There's an expression that was used by Dr. W. Edwards Deming, and also by Dr. Don Wheeler, that says managing through metrics (and comparisons to targets) is like driving by looking in the rear-view mirror.
Taking action on the basis of results without theory of knowledge, without theory of variation, without knowledge about a system. Anything goes wrong, do something about it, overreacting; acting without knowledge, the effect is to make things worse. With the best of intentions and best efforts, managing by results is, in effect, exactly the same, as Dr. Myron Tribus put it, while driving your automobile, keeping your eye on the rear view mirror, what would happen? And that's what management by results is, keeping your eye on results.
Wheeler used this imagery and quoted Tribus as well in his great (GREAT!) book Understanding Variation (see my thoughts on how influential it has been for me):
Monthly reports, weekly reports, daily metrics — they can all drive the same dysfunctions if they are managed using simplistic “red/green” reporting.
Let's look at a scenario where we have a weekly “satisfaction” score (could be patients, employees, customers… ignore where the data comes from – it's just there).

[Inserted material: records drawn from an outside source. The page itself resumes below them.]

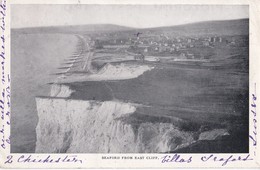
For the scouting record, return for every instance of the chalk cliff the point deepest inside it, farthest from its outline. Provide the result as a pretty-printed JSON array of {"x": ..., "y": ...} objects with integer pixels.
[{"x": 77, "y": 126}]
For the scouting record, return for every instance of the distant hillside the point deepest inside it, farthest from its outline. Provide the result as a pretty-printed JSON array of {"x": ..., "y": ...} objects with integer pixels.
[
  {"x": 74, "y": 29},
  {"x": 227, "y": 27}
]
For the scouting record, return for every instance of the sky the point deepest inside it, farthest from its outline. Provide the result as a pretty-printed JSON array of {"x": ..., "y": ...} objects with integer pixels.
[{"x": 137, "y": 16}]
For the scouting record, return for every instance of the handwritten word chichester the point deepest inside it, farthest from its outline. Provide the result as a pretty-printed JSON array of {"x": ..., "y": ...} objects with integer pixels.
[
  {"x": 47, "y": 159},
  {"x": 5, "y": 80},
  {"x": 253, "y": 134}
]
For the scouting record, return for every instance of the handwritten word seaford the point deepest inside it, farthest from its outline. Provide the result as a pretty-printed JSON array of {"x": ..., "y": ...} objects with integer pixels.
[
  {"x": 48, "y": 159},
  {"x": 2, "y": 41}
]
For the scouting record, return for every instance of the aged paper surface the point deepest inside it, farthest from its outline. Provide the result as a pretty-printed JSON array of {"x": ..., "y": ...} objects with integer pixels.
[{"x": 129, "y": 84}]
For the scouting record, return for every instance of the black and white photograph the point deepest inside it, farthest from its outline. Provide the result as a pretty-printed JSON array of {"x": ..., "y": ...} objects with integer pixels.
[{"x": 138, "y": 78}]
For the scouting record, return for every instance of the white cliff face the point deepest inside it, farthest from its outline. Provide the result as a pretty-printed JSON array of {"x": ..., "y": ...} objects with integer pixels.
[
  {"x": 83, "y": 126},
  {"x": 76, "y": 126},
  {"x": 110, "y": 72},
  {"x": 60, "y": 90}
]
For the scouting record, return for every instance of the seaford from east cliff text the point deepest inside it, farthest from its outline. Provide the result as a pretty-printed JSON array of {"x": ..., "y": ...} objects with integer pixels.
[{"x": 40, "y": 159}]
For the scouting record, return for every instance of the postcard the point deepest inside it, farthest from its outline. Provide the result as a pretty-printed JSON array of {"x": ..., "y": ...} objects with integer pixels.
[{"x": 129, "y": 84}]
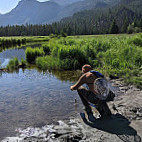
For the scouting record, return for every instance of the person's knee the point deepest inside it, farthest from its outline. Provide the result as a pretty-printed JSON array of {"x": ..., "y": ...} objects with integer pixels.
[{"x": 81, "y": 90}]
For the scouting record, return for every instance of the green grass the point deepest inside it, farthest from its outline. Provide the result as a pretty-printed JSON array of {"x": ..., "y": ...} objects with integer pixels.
[{"x": 13, "y": 64}]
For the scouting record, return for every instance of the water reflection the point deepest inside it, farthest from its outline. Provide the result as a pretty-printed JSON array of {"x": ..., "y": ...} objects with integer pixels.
[{"x": 32, "y": 98}]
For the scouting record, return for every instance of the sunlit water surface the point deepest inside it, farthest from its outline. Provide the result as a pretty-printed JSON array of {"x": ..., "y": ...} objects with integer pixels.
[{"x": 32, "y": 98}]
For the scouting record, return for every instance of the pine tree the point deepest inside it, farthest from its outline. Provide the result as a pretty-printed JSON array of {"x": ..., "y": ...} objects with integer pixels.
[{"x": 113, "y": 28}]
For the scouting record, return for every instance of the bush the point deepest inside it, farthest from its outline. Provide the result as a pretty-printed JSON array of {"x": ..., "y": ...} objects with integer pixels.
[
  {"x": 13, "y": 64},
  {"x": 31, "y": 54}
]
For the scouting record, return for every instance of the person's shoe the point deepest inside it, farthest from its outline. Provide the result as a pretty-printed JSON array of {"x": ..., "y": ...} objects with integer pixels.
[{"x": 90, "y": 114}]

Management might set a target of 80. What is this based on?
- It could be arbitrary (which is bad)
- It could be based on a benchmark or an industry percentile (which might not be helpful)
- It could be based on last year's number but a little better (let's say last year's average was 78)
Managing by Red/Green Comparisons
How do people manage with these comparisons? Let's look at a very common and realistic scenario that would play out over time.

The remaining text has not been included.